Being Concise


Good writing does not waste time or words, but over and over, students seem to believe that the longer the word count is in the sentence, the better the sentence is. THIS IS NOT TRUE. Sure, some of the time, a more complicated sentence is, in fact, more informative or better, but any time you are inflating your sentences with empty words, you are coating your sentences in fluff.

People typically do deploy fluffy sentences in a transparent effort to make themselves sound smarter, following the fallacy that if a sentence has more words, it must be BETTER. Not true. If a word or phrase does not add anything, lose it. Here’s an example: A phrase that stinks of fluff, which you should eliminate from your writing in every instance, is “the fact that”. This phrase, and his mutant cousin, “Due to the fact that,” never add any meaning to their sentences. Just fluff. Instead of saying “The fact that his brother dies bothers Holden” could be “His brother’s death bothers Holden.”

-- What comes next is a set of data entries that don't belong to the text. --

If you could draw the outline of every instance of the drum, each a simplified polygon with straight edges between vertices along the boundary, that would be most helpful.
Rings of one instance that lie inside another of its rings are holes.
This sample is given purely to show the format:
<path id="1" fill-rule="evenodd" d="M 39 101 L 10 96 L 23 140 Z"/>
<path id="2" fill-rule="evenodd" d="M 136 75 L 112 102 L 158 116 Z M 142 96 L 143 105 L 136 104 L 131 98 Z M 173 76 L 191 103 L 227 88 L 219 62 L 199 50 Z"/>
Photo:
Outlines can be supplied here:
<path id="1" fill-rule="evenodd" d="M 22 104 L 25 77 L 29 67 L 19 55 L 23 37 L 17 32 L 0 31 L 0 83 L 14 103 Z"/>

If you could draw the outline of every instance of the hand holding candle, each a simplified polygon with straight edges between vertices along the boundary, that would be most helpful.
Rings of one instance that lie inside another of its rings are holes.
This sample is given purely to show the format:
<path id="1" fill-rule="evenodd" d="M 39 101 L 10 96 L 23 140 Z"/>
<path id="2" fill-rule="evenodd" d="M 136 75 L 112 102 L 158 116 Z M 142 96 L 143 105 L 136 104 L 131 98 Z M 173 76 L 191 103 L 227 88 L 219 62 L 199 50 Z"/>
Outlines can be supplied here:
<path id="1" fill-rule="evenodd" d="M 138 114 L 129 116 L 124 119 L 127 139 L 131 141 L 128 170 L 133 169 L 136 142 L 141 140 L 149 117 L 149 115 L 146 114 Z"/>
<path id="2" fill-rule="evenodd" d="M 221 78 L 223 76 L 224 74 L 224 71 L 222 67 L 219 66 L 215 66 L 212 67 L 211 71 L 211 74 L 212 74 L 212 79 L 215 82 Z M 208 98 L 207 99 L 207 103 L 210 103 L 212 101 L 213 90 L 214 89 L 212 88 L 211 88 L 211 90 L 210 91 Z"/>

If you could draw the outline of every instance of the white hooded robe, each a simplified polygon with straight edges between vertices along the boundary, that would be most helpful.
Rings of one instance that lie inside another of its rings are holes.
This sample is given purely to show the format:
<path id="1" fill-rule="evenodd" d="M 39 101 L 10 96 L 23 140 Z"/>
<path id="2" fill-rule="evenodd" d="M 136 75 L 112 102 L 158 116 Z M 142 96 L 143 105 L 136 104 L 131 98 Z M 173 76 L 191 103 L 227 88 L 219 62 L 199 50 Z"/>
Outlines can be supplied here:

Here are some fluffy sentences. Reduce them down as much as you can, without losing any clarity, and write how many words you used when you are done.
1.There will not be an attempt made to solve this problem, which is very difficult. (15 words)

2.This is not surprising when one considers the history of this movement. (12)

3.It is my speculation that the opponents of new historicism are still fighting a battle that they cannot possibly win. (20)

4.The survey was sent to faculty at all campuses of the Penn State University system. (15)

5.If patients are unable to decide for themselves regarding medical decisions, family members may express the patient’s wishes. (18)

6.Developed countries are receiving graduate students in increasing numbers every year from underdeveloped countries. (14)

7.The author took part in the creation and implementation of the study and in particular in the design of the survey instrument. (22)


Get it out of your system for the last time. You hear me? THE LAST TIME. “Fluffify” the following sentences. Without adding any description or words worth reading, add as many words as possible. (For example = “The house is red” might become “The family residence could best be described as having a reddish hue.” But if you said, “The two-story run-down house is red,” then you have actually added material that enhances the original sentence.)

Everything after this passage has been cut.